Surabaya,Seputarindonesia.net – Keberanian luar biasa ditunjukkan oleh seorang anggota Subdit Jatanras Polda Jatim yang harus bertaruh nyawa saat melumpuhkan gembong begal sadis di kawasan Tapal Kuda, Senin (15/12/2025) dini hari. Meskipun berhasil menembak mati pelaku begal bernama Agus (30), petugas tersebut kini terbaring kritis setelah menderita luka parah akibat sabetan celurit tersangka.
Peristiwa menegangkan ini terjadi di Bundaran Apollo Gempol, Pasuruan. Tim Jatanras yang telah lama memburu Agus yang dikenal selalu membawa senjata tajam dan tak segan melukai korbannya akhirnya berhasil mendeteksi keberadaan pelaku.
Kasubdit Jatanras Polda Jatim, AKBP Arbaridi Jumhur, menjelaskan bahwa petugas terpaksa melepaskan tembakan terukur karena perlawanan nekat dari Agus.
”Dia ini memang dikenal nekat dan kejam.
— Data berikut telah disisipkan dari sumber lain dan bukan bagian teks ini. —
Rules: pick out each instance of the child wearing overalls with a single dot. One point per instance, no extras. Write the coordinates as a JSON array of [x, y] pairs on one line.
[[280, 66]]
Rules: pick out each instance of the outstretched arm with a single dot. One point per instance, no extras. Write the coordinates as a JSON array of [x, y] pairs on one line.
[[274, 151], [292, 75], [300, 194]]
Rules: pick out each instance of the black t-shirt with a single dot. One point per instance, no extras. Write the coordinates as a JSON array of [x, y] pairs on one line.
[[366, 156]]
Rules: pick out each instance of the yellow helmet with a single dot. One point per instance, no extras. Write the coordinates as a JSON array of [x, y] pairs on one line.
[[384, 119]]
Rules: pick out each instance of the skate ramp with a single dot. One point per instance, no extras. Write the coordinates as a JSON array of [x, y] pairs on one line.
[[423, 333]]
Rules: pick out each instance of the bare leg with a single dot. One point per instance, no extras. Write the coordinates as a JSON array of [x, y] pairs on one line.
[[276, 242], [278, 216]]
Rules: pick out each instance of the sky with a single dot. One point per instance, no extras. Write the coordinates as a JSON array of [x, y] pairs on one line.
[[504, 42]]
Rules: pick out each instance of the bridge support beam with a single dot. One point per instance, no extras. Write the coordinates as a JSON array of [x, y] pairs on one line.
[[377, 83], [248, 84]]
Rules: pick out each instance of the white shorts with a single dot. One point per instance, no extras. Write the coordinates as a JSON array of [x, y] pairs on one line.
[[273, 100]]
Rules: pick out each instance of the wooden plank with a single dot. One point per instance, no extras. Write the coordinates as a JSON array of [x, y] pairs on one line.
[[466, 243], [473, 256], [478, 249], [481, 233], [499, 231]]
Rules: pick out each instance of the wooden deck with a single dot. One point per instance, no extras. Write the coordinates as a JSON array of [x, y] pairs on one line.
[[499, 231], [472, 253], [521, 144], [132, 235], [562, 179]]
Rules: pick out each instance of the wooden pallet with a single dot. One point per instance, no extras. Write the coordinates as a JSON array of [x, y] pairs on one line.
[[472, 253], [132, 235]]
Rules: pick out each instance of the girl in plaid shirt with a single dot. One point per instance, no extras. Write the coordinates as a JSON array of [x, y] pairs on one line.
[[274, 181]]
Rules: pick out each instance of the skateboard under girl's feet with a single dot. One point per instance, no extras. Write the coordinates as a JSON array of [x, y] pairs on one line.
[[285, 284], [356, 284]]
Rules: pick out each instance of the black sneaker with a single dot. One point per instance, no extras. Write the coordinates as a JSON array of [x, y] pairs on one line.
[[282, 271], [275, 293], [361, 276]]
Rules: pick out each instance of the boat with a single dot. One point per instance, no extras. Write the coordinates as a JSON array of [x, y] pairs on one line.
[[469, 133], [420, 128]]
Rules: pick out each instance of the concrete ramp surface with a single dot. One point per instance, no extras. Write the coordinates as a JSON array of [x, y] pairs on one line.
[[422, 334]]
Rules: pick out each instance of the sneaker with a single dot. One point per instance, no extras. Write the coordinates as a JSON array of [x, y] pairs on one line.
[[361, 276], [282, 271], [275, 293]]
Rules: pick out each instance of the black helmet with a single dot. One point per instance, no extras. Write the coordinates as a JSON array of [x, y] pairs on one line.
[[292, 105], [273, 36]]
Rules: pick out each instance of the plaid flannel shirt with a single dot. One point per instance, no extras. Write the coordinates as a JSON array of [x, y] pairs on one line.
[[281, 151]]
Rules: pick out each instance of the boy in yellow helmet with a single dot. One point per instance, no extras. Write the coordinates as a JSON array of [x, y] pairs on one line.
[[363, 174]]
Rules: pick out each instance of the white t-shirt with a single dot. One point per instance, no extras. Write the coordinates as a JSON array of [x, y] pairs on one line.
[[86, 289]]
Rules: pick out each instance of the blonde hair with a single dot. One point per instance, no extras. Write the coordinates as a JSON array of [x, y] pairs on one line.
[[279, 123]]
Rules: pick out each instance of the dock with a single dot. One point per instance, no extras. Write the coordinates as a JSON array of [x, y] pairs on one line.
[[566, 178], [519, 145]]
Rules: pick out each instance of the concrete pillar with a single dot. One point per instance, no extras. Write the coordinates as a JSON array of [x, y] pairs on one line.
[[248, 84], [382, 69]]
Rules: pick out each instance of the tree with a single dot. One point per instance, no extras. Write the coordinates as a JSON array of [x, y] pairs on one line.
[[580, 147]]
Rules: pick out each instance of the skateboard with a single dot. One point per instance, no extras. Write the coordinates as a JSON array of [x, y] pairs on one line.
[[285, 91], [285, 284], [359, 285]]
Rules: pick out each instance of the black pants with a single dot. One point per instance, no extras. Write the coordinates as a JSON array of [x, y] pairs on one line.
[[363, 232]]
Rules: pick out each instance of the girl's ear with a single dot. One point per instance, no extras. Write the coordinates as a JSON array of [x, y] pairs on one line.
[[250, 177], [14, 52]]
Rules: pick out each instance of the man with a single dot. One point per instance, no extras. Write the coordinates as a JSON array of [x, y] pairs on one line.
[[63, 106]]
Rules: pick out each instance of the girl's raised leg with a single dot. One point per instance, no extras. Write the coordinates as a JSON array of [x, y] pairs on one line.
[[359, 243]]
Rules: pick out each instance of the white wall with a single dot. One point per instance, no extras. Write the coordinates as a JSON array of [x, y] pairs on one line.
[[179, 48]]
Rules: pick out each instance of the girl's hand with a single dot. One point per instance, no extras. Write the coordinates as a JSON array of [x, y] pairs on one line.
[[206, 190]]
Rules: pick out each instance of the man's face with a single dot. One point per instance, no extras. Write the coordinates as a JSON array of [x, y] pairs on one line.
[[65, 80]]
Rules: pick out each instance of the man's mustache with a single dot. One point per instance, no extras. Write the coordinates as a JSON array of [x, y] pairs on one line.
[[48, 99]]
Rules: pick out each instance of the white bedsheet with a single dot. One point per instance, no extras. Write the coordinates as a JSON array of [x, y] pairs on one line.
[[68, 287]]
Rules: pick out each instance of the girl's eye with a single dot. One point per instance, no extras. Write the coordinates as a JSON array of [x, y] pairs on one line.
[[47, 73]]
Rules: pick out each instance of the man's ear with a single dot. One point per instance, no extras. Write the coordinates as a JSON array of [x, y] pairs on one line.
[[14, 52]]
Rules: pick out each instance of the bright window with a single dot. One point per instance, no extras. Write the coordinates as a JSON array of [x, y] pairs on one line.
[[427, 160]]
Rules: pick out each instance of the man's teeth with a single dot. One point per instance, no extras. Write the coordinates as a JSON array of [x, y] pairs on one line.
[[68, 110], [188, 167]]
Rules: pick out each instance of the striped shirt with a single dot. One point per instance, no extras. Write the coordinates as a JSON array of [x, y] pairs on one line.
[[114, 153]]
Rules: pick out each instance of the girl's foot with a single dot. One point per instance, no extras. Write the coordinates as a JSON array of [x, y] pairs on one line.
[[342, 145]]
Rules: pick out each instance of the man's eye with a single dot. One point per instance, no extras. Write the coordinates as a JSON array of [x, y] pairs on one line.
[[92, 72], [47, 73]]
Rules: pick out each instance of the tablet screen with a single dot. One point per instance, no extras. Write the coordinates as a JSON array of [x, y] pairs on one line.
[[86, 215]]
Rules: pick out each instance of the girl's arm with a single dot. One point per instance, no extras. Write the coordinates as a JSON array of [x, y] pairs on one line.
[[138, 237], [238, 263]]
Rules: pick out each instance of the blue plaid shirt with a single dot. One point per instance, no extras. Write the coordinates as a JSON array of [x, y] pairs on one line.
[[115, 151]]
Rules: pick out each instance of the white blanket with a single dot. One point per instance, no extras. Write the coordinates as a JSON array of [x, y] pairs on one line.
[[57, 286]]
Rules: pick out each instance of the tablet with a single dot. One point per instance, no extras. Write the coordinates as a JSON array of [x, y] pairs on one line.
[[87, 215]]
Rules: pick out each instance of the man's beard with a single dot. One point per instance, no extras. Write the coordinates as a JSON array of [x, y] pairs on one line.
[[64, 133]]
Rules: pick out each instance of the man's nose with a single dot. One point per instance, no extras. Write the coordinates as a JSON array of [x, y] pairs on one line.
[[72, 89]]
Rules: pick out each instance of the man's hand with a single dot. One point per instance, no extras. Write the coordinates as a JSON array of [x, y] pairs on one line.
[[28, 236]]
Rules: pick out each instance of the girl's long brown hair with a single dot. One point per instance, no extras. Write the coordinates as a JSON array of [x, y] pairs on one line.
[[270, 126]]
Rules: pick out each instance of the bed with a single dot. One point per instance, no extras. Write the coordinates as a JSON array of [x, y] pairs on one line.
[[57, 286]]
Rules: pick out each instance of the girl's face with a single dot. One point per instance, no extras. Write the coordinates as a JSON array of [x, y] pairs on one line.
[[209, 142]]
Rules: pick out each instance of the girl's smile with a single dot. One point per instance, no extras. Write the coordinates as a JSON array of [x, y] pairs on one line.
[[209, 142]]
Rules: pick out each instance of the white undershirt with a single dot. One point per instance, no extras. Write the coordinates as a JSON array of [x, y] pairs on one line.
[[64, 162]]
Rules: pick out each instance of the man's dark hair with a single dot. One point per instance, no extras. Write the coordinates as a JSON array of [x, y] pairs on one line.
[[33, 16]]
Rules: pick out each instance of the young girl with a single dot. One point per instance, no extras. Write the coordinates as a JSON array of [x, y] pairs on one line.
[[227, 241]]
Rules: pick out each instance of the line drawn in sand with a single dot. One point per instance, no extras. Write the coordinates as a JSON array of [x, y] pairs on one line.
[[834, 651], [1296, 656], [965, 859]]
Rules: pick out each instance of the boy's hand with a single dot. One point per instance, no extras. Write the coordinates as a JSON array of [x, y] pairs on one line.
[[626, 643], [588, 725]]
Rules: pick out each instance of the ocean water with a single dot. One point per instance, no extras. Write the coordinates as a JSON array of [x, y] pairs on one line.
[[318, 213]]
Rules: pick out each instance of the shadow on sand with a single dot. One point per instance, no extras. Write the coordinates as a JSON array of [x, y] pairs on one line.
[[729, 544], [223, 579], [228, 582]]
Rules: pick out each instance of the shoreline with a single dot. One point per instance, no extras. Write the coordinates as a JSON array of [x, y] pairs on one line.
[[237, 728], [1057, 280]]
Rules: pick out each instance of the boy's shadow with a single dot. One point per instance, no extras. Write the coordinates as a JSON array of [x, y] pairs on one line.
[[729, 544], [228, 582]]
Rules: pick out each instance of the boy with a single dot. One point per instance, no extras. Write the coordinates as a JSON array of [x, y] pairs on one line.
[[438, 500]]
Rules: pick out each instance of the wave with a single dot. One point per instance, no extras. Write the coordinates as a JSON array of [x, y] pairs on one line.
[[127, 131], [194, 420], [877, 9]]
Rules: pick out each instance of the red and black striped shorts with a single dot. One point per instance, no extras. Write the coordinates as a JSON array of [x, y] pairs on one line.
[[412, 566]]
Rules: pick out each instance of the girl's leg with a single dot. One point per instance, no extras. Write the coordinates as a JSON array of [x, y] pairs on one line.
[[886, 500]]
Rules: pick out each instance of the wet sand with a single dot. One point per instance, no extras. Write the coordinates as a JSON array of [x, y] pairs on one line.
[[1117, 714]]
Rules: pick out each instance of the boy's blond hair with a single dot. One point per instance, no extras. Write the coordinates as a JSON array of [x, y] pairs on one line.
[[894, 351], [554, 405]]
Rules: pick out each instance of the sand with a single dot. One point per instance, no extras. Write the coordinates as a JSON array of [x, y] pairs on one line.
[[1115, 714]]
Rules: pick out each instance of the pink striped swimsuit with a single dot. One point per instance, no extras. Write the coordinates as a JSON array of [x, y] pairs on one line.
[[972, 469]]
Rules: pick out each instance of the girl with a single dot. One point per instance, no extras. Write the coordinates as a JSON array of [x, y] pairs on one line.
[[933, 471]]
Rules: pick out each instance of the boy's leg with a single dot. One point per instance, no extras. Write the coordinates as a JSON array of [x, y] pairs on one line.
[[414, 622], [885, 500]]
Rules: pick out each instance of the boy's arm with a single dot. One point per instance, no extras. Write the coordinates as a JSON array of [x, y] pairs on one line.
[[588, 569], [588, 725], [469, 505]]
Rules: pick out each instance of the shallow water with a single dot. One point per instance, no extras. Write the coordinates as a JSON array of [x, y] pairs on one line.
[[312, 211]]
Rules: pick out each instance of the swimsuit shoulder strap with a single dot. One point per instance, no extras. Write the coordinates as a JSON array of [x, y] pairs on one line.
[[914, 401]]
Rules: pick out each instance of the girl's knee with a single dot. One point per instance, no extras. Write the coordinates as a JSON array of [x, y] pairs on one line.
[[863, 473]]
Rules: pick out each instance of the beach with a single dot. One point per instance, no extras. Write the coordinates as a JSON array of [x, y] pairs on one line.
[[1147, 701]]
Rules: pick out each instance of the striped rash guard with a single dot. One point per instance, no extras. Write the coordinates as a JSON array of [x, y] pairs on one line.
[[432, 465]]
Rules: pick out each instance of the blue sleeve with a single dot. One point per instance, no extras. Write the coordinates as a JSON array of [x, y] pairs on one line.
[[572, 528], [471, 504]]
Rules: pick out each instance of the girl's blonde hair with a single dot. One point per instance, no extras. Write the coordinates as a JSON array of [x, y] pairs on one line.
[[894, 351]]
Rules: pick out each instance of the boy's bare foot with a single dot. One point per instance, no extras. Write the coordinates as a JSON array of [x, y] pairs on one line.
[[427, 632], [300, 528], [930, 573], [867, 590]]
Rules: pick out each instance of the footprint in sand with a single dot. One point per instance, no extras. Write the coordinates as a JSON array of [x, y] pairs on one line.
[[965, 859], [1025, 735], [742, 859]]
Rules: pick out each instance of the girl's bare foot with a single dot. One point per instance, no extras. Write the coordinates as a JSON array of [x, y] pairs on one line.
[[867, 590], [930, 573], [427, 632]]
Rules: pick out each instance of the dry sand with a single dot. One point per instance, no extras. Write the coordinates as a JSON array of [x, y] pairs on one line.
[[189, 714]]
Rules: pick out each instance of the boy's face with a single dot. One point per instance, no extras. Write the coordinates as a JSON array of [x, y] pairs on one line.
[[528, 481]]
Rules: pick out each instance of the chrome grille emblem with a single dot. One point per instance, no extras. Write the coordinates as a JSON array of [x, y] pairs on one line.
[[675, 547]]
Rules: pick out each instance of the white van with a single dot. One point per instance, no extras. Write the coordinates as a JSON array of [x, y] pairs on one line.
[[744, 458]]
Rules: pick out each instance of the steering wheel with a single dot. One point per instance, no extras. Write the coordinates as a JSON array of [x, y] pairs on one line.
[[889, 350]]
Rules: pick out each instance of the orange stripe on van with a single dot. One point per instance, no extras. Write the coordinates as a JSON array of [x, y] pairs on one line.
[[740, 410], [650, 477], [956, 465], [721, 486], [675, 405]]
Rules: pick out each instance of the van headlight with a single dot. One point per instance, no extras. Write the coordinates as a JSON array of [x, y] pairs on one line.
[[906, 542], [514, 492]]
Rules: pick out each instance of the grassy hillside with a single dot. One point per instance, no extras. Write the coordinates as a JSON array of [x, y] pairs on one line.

Saat akan diamankan, dirinya menyerang anggota dengan celurit dan mengabaikan tembakan peringatan,” jelas AKBP Jumhur di RS Bhayangkara Surabaya.
Nahas, sebelum berhasil dilumpuhkan, celurit panjang yang dibawa pelaku sempat mengenai salah satu anggota Jatanras. Petugas tersebut langsung dilarikan ke rumah sakit dengan luka bacok yang cukup serius di bagian perut.
”Kami sangat prihatin dan memberikan apresiasi tinggi atas dedikasi anggota yang terluka. Ia menunjukkan keberanian luar biasa demi mengamankan pelaku kejahatan yang sangat meresahkan masyarakat Tapal Kuda,” kata Jumhur.
Tersangka Agus sendiri, menurut Jumhur, adalah sosok yang sangat diincar karena rekam jejaknya yang mengkhawatirkan.
”Yang bersangkutan ini dan komplotannya memang dikenal sangat kejam. Beberapa korbannya mengalami luka bacok parah akibat senjata tajam yang selalu dibawanya,” tambahnya.
Jenazah Agus kini berada di Kamar Mayat RS Bhayangkara. Sementara itu, kondisi anggota Jatanras yang terluka masih terus dipantau, dan polisi berkomitmen menindaklanjuti dengan memburu seluruh komplotan begal yang tersisa.